Run with python manage.py score_occupations. A full pass of ~340 occupations takes around 10 minutes at a polite rate. Use --rescore-all after updating the prompt.

# occupations/views.py — expose scores as a DRF endpoint
from rest_framework.generics import ListAPIView
from rest_framework.serializers import ModelSerializer
from occupations.models import Occupation


class OccupationSerializer(ModelSerializer):
    class Meta:
        model = Occupation
        fields = ["title", "median_pay", "growth", "total_employed",
                  "ai_score", "ai_reasoning"]


class OccupationListView(ListAPIView):
    serializer_class = OccupationSerializer
    queryset = Occupation.objects.filter(ai_score__isnull=False)

12. Why High Exposure Does Not Mean Job Loss

The tool is careful to call this out directly:

"These are rough LLM estimates, not rigorous predictions. A high score does not predict the job will disappear. The score does not account for demand elasticity, latent demand, regulatory barriers, or social preferences for human workers."

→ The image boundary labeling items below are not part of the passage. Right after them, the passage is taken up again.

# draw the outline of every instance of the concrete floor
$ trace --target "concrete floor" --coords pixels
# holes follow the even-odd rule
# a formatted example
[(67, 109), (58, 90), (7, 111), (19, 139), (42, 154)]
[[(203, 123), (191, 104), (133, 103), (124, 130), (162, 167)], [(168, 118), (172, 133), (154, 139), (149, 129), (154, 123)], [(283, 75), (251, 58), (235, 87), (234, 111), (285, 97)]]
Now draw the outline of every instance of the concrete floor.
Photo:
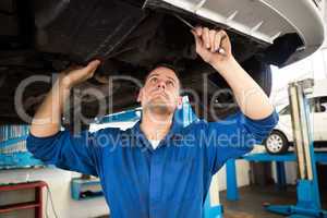
[[(229, 202), (226, 199), (226, 191), (220, 192), (220, 201), (223, 205), (225, 218), (281, 218), (283, 216), (268, 213), (264, 209), (264, 204), (295, 204), (296, 187), (288, 186), (287, 190), (279, 191), (277, 186), (244, 186), (239, 189), (240, 199)], [(323, 208), (327, 209), (327, 191), (322, 194)], [(98, 218), (108, 218), (107, 216)]]
[[(229, 202), (226, 199), (226, 191), (220, 192), (220, 201), (223, 205), (225, 218), (281, 218), (283, 216), (268, 213), (264, 204), (295, 204), (296, 189), (288, 186), (286, 191), (279, 191), (275, 185), (270, 186), (244, 186), (239, 189), (240, 199)], [(325, 191), (322, 202), (327, 209), (327, 193)]]

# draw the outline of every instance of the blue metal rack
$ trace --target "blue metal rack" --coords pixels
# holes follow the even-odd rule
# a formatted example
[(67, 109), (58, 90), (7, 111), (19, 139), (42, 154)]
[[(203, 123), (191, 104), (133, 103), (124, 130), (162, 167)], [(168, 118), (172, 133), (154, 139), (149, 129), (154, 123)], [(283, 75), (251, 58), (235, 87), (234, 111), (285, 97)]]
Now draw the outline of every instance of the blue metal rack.
[(44, 162), (26, 150), (27, 132), (27, 125), (0, 126), (0, 169), (44, 167)]
[[(327, 152), (316, 152), (314, 154), (315, 161), (320, 164), (327, 164)], [(245, 155), (240, 159), (249, 160), (249, 161), (276, 161), (277, 167), (277, 181), (279, 186), (283, 186), (286, 184), (286, 173), (284, 173), (284, 162), (286, 161), (296, 161), (296, 156), (294, 153), (287, 153), (284, 155), (269, 155), (267, 153), (258, 153), (258, 154), (250, 154)], [(227, 198), (229, 201), (238, 201), (240, 198), (238, 192), (238, 183), (237, 183), (237, 169), (235, 169), (235, 160), (230, 159), (227, 162)], [(298, 201), (301, 202), (301, 205), (305, 209), (308, 215), (316, 214), (314, 217), (327, 217), (327, 214), (318, 208), (315, 205), (311, 204), (308, 199), (315, 198), (316, 194), (313, 192), (308, 192), (312, 187), (312, 183), (299, 180), (298, 186)], [(319, 206), (319, 204), (318, 204)], [(274, 210), (278, 214), (288, 214), (290, 210), (298, 211), (303, 207), (296, 206), (282, 206), (282, 205), (267, 205), (266, 209)], [(310, 209), (313, 208), (313, 209)], [(294, 217), (294, 216), (293, 216)]]

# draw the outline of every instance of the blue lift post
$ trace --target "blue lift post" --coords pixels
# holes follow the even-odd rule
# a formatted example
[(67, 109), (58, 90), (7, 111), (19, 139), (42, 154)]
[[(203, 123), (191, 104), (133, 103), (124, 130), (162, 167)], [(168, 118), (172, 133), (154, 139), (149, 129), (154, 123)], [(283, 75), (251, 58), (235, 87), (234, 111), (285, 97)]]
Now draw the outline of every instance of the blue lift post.
[(300, 179), (296, 185), (296, 205), (269, 205), (267, 210), (290, 217), (327, 217), (322, 209), (318, 190), (316, 157), (306, 94), (314, 86), (313, 80), (289, 84), (292, 128)]
[[(268, 155), (252, 154), (244, 156), (246, 160), (253, 161), (277, 161), (277, 175), (279, 183), (286, 183), (284, 161), (298, 161), (300, 179), (296, 184), (296, 205), (267, 205), (269, 211), (298, 217), (327, 217), (327, 211), (322, 209), (318, 191), (316, 162), (327, 162), (327, 153), (314, 153), (313, 140), (308, 120), (308, 108), (306, 102), (305, 89), (313, 86), (313, 81), (302, 81), (290, 84), (289, 94), (292, 106), (292, 123), (295, 142), (295, 154)], [(233, 160), (234, 161), (234, 160)], [(282, 165), (281, 165), (282, 164)], [(232, 193), (231, 201), (238, 199), (235, 184), (235, 171), (227, 173), (227, 180), (232, 181), (228, 189)], [(229, 195), (228, 195), (229, 196)]]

Consider demand elasticity for software development: if AI makes each developer 2× more productive, do half the developers lose their jobs — or does the total amount of software that gets built double? History suggests the latter. The calculator, spreadsheet, and IDE all made knowledge workers more productive; none caused mass unemployment in the fields they touched.

Latent demand matters too. Millions of businesses cannot afford a development team today. If AI halves the cost of building software, many of those businesses become viable clients. The pie grows even as the cost per slice falls.

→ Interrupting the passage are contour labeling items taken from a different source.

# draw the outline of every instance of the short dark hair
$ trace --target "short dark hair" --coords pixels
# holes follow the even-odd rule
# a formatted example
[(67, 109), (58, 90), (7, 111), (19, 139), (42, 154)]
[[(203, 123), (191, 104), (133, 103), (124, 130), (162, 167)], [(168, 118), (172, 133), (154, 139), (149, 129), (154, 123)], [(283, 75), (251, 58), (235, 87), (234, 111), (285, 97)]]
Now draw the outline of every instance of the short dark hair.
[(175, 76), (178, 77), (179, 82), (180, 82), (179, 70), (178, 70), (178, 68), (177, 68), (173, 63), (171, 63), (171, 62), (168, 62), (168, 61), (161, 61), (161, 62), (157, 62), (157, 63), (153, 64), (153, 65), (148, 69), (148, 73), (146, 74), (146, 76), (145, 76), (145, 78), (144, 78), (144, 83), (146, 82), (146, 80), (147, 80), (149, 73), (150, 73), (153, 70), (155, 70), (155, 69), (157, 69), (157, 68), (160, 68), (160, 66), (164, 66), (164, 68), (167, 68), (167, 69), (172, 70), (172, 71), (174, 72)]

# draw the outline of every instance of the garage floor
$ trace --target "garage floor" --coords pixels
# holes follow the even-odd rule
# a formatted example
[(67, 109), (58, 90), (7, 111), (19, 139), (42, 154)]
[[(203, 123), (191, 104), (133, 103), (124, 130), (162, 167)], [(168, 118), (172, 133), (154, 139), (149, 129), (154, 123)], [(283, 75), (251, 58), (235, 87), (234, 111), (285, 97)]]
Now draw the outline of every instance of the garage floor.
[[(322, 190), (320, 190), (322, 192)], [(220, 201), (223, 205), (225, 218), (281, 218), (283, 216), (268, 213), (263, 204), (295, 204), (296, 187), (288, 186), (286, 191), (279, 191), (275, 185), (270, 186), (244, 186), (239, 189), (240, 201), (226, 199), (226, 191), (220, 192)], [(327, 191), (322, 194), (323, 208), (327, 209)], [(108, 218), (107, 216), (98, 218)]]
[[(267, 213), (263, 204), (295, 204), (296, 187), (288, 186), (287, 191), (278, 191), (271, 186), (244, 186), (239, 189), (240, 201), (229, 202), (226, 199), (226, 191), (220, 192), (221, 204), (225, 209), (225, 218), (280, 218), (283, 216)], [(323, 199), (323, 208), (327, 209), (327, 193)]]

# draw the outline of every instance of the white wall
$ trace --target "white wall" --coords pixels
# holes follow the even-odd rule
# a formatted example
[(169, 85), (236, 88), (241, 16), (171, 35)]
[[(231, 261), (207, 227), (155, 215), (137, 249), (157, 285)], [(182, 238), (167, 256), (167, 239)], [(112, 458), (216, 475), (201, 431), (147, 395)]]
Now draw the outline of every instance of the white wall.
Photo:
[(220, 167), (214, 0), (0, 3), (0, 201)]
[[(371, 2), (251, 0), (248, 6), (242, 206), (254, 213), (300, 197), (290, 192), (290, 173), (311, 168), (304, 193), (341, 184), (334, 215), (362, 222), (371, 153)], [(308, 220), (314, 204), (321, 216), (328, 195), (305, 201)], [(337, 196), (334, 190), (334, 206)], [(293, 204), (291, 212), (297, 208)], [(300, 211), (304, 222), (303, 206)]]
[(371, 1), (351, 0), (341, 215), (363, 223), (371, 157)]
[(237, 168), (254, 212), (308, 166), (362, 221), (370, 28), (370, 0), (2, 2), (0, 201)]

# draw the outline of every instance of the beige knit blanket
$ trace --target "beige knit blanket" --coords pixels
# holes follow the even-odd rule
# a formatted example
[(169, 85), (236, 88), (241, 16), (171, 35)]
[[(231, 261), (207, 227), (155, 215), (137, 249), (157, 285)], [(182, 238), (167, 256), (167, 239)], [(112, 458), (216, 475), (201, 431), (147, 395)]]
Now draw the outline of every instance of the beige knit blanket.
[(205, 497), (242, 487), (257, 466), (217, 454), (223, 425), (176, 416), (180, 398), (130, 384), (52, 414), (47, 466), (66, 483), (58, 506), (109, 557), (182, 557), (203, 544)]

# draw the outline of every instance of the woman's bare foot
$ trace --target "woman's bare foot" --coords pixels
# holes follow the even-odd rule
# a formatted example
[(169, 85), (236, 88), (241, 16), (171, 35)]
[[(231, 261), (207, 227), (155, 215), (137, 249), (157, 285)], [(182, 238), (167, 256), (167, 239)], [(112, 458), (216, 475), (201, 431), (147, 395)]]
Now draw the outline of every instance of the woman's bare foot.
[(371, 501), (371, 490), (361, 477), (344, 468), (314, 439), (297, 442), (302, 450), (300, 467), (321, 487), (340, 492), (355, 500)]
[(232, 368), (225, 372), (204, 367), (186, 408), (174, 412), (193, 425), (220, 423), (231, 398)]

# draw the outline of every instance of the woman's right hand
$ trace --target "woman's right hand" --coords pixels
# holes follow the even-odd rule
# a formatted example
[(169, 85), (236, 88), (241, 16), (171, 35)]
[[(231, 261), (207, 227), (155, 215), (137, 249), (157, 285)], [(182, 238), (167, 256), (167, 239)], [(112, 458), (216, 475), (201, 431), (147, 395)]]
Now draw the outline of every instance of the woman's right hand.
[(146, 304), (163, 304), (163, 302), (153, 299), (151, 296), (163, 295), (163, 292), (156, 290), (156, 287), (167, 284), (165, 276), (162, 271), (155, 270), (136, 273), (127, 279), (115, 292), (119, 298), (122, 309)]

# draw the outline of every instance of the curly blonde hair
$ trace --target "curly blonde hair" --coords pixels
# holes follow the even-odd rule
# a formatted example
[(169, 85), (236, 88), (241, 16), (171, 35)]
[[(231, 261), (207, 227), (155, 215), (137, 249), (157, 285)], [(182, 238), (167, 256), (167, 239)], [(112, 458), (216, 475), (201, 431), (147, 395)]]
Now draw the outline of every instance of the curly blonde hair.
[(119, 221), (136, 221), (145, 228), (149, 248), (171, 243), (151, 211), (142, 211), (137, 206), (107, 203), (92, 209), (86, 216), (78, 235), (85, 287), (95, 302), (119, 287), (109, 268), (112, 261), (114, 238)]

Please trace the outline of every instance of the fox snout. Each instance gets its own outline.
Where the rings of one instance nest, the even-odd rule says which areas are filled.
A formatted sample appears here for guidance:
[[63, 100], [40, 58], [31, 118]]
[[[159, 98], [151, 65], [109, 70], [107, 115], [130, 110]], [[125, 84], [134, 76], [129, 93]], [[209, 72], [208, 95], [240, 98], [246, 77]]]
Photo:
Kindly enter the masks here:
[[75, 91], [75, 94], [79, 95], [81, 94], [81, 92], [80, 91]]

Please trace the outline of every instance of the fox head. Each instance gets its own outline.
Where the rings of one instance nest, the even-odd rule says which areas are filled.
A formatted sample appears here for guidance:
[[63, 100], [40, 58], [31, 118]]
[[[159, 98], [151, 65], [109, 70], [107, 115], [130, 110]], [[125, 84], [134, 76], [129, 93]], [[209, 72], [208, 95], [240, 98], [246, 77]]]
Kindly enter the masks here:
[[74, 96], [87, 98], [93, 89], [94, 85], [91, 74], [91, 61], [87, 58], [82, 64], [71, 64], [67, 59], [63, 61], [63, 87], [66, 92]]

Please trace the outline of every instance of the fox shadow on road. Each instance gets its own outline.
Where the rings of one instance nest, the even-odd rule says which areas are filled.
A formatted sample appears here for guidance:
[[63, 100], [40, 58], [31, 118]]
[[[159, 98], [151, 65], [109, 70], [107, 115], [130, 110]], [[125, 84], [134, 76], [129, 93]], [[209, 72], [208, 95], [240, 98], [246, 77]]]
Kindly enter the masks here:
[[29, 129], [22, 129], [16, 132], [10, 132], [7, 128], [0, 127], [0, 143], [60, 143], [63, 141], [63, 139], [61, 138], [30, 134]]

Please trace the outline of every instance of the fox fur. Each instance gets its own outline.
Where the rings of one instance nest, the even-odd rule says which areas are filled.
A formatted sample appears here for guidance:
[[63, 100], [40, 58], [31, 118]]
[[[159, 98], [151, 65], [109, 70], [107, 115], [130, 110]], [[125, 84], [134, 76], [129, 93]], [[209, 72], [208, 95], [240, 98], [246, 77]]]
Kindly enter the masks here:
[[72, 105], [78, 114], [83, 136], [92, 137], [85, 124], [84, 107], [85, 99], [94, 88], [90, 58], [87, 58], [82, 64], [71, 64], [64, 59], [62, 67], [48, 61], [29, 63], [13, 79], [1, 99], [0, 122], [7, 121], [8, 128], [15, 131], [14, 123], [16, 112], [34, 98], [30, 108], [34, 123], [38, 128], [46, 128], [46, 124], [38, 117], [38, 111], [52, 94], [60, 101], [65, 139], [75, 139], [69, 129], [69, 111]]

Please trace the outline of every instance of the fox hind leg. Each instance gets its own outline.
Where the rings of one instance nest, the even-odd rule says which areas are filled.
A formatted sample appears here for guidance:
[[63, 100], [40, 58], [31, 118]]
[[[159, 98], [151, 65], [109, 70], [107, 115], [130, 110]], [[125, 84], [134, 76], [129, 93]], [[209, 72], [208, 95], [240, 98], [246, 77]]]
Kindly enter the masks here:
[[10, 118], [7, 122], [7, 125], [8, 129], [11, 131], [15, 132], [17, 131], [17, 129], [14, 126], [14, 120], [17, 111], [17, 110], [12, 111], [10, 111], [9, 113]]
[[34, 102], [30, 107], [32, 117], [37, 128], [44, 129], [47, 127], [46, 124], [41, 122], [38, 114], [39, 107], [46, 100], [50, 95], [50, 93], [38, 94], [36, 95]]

Regulatory barriers apply to doctors, lawyers, and financial advisers. Social preferences apply to therapists, teachers, and carers. A job can be 9/10 technically automatable while being near-zero automatable in practice because people do not want AI in that role.

13. What Developers Should Take Away

A score of 8–9 is not a warning — it is a description of the work surface. Software development is almost entirely done on a computer, in text, in structured systems. Of course AI tools can assist. They already do.

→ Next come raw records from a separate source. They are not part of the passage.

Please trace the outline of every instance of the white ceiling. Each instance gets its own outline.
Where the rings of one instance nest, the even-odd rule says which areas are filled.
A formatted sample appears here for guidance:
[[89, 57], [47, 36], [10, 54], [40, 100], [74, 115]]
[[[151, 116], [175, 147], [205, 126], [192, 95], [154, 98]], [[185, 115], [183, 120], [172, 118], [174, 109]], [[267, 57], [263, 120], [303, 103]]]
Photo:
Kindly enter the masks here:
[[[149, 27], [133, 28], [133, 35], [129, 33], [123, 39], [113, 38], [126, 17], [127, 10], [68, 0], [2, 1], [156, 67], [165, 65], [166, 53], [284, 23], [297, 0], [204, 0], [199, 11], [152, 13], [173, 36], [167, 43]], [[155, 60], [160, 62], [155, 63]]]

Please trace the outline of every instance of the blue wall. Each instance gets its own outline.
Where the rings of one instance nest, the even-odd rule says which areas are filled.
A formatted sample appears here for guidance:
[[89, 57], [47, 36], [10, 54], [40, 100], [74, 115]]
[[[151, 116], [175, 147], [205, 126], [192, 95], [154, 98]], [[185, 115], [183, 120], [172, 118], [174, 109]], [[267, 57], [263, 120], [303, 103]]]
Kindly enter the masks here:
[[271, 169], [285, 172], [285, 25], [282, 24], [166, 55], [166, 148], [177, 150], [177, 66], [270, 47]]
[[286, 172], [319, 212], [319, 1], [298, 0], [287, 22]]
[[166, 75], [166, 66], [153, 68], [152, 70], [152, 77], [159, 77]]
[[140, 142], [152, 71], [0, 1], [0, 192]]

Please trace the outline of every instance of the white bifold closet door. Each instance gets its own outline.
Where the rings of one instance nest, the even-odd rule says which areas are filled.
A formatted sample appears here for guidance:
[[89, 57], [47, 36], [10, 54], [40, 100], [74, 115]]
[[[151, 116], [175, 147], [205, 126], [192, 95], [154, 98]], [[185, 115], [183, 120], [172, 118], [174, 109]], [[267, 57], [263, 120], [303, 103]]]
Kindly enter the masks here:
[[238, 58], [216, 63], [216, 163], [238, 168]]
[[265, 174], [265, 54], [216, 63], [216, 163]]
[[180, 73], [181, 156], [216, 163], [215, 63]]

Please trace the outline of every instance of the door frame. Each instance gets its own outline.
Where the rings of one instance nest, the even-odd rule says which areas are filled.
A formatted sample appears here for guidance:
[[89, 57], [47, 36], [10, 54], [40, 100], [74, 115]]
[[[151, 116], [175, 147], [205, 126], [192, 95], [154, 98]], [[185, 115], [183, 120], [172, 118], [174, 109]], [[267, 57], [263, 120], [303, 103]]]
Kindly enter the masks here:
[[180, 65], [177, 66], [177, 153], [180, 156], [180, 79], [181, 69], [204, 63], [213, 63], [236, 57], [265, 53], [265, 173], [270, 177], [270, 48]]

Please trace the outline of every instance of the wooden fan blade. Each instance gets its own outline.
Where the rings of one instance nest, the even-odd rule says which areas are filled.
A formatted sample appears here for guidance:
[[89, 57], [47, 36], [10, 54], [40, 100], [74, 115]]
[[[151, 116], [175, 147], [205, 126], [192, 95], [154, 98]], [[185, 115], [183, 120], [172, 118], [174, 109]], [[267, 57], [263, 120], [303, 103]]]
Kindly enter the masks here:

What is genuinely useful from this tool is the relative picture. Developers are highly exposed relative to nurses and electricians, not because the job is going away but because the work is almost entirely in the AI-addressable domain. That means:

Developers who use AI tools will significantly outpace those who do not.
Routine, well-specified tasks — boilerplate, format conversions, basic CRUD — become AI-first. Human developer time shifts toward ambiguous problems, system design, and judgment calls.
Demand for software is not fixed. Cheaper development expands what gets built, expanding the number of problems that need a developer's eye.

The most reusable takeaway is the pipeline design itself: a structured prompt, a numeric output, clean separation between what you measure and how you measure it. That pattern — evaluate any corpus by any LLM-defined criteria, store, and visualise at scale — applies far beyond job market analysis.